Dikutip dari buku Muhammad Al-Fatih: Penakluk Konstantinopel karya Syaikh Ramzi Al-Munyawi, negosiasi tersebut dilakukan Kaisar Byzantium untuk menarik mundur pasukan Turki Utsmani dengan imbalan harta. Namun, Al-Fatih menolak tawaran tersebut.

Sultan ingin agar Konstantinopel diserahkan saja kepadanya, dan dengan begitu ia berjanji tidak akan mengganggu penduduk dan gereja-gerejanya. Keinginan Sultan itu ditulis dalam bentuk surat-surat. Adapun isi kandungan surat yang dikirimkan Sultan adalah:

“Maka hendaklah kekaisaran Anda menyerahkan kota Konstantinopel kepadaku, dan saya bersumpah pasukan saya tidak akan mengganggu seorang pun (dari penduduk kota), baik jiwa, harta dan kehormatannya. Dan siapa yang mau tetap tinggal dan hidup di kota tersebut, maka ia akan aman dan selamat. Dan siapa yang ingin meninggalkannya ke mana saja ia mau, maka ia juga akan aman dan selamat”.

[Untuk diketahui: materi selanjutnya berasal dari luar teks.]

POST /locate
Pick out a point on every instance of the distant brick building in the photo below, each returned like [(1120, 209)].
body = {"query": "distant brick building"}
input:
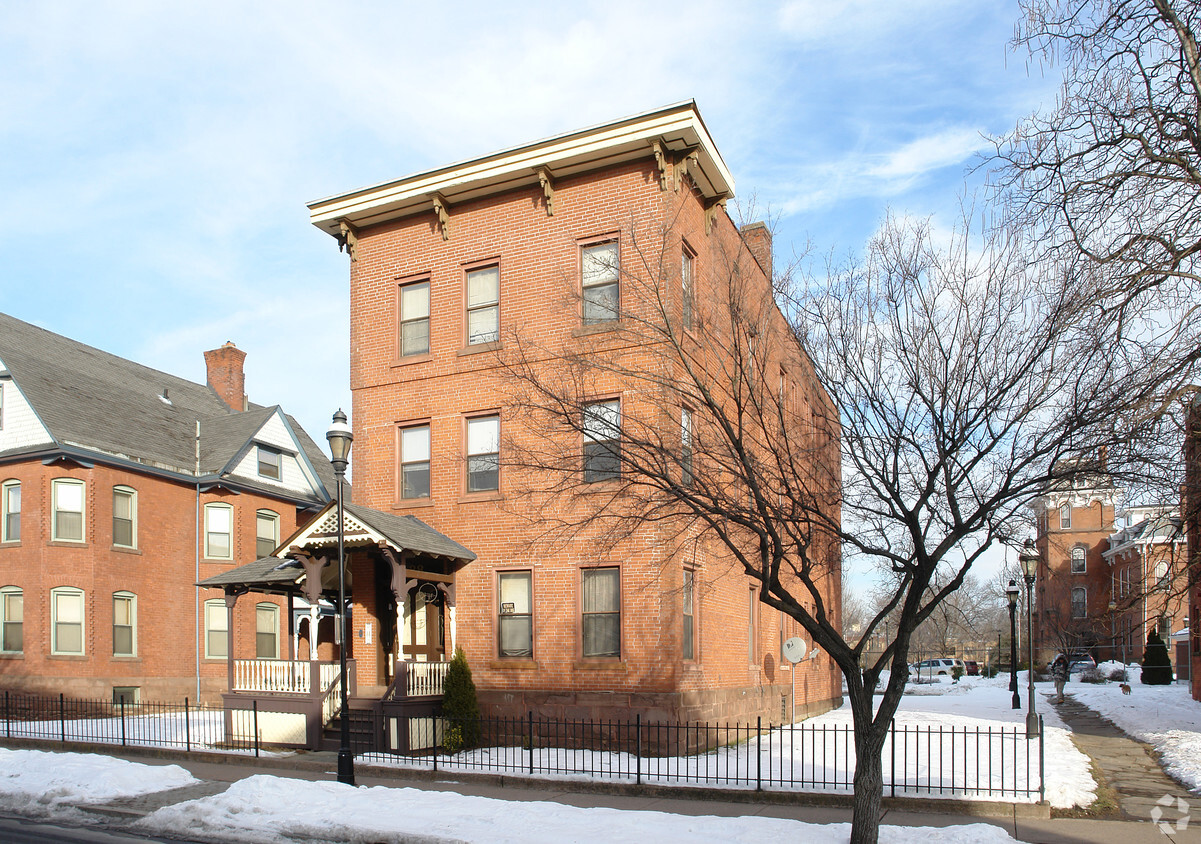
[(444, 267), (120, 488)]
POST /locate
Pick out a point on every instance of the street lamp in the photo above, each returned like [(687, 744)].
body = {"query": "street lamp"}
[(1029, 560), (340, 438), (1011, 594)]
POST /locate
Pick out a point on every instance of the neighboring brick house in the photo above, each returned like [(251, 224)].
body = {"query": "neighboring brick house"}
[(120, 488), (444, 267)]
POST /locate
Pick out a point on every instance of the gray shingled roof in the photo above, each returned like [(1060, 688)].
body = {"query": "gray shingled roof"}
[(100, 402)]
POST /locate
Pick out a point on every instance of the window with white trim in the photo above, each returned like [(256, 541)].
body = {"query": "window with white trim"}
[(602, 292), (267, 632), (125, 516), (125, 621), (10, 512), (414, 461), (66, 621), (267, 533), (414, 318), (602, 441), (515, 621), (483, 454), (216, 629), (12, 618), (601, 611), (483, 305), (67, 497), (219, 531)]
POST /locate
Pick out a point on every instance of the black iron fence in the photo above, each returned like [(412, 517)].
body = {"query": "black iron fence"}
[(960, 761)]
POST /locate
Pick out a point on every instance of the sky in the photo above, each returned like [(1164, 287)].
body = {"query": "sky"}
[(156, 159)]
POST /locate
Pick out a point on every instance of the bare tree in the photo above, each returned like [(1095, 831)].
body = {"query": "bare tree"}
[(956, 379)]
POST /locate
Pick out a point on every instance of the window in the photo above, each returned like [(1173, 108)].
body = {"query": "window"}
[(599, 269), (484, 305), (686, 447), (124, 624), (689, 627), (267, 533), (686, 288), (602, 446), (483, 454), (219, 531), (414, 318), (515, 622), (269, 460), (66, 621), (1079, 603), (1077, 560), (12, 616), (67, 525), (10, 506), (602, 612), (414, 462), (267, 632), (216, 630), (125, 516)]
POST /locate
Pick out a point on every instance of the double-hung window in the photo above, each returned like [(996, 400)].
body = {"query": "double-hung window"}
[(601, 282), (125, 516), (219, 531), (483, 454), (483, 305), (414, 461), (125, 614), (12, 617), (66, 621), (267, 533), (414, 318), (10, 512), (602, 611), (67, 500), (515, 622), (602, 441)]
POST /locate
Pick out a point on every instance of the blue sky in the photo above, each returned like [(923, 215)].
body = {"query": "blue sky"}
[(155, 159)]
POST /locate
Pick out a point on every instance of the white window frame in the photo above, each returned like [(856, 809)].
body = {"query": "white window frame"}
[(65, 594), (131, 603), (57, 486), (209, 509), (262, 611), (6, 621), (216, 611), (6, 513), (132, 496)]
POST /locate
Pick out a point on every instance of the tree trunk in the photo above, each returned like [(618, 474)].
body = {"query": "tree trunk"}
[(865, 822)]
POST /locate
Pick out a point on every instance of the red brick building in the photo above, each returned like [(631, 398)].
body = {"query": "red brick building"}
[(120, 488), (449, 269)]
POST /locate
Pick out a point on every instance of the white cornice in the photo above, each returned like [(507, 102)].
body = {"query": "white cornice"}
[(677, 129)]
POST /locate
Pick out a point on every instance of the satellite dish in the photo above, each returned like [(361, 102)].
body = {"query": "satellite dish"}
[(794, 650)]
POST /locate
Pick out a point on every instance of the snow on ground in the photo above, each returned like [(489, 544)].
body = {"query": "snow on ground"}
[(1165, 717), (40, 784), (272, 809)]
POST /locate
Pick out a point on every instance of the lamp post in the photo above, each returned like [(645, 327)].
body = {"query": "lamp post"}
[(340, 438), (1029, 560), (1011, 594)]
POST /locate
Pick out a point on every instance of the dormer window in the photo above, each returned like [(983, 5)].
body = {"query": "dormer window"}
[(268, 462)]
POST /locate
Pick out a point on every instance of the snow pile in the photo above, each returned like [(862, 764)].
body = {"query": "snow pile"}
[(40, 784), (278, 810), (1165, 717)]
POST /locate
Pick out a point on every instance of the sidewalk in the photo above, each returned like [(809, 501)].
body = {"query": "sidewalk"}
[(217, 774)]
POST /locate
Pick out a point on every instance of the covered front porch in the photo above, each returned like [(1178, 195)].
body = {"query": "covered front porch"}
[(400, 623)]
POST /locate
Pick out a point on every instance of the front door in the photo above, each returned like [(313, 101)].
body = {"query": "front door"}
[(423, 628)]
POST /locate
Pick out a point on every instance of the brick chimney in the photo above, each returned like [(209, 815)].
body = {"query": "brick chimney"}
[(226, 376), (758, 240)]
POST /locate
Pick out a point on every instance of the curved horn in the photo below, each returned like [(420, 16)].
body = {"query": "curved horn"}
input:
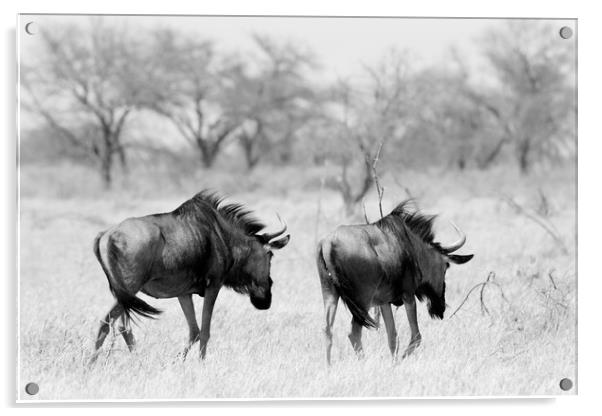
[(269, 236), (456, 245)]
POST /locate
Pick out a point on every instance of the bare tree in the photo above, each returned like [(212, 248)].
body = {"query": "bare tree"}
[(271, 96), (187, 80), (85, 86), (534, 105), (365, 118)]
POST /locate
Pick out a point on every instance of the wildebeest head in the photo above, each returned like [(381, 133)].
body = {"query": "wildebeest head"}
[(426, 260), (257, 265), (432, 274)]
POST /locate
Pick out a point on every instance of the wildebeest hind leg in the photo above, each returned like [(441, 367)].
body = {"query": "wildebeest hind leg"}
[(389, 321), (415, 338), (193, 328), (105, 327), (331, 300), (356, 337), (126, 332)]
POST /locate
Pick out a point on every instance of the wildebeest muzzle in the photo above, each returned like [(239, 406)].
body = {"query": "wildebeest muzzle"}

Keinginan Sultan Mehmet itu pun tidak dipenuhi oleh Kaisar, hingga akhirnya perang terus berkecamuk diantara kedua belah pihak. Selama berhari-hari perang, pasukan Islam yang dipimpin Sultan Mehmet yakin bahwa Konstantinopel tidak lama lagi akan jatuh. Meski demikian, ia tetap berusaha untuk memasuki kota itu dengan cara damai.

Maka ia kembali menulis surat kepada kaisar untuk memintanya menyerahkan kota itu tanpa pertempuran darah lagi. Sultan juga menawarkan jaminan keamanan bagi kaisar dan keluarganya serta para pendukungnya dan semua penduduk yang ingin keluar dari kota itupun akan dijaga dan tidak akan mendapatakan perlakuan buruk sedikitpun.

Ketika surat sampai ke tangan kaisar, ia segera mengumpulkan para penasehatnya untuk merundingkan surat yang diterima dari Sultan. Sebagian dari mereka cenderung menyerah, sementara yang lain bersikeras untuik melanjutkan upaya perlawanan melindungi kota itu hingga mati.

Ternyata kaisar cenderung untuk terus berperang hingga detik terakhir. Kaisar pun membalas surat Sultan dengan menyatakan: Ia bersyukur kepada Tuhan jika Sultan menawarkan perdamaian dan bahwa ia bersedia membayar jizyah (pajak non-Muslim) kepadanya. Namun untuk Konstantinopel, ia telah bersumpah untuk melindunginya hingga napas terakhir dalam hidupnya. Jika tidak berhasil menjaga singgasananya, maka ia akan dikuburkan di bawah pagar-pagar benteng Konstantinopel.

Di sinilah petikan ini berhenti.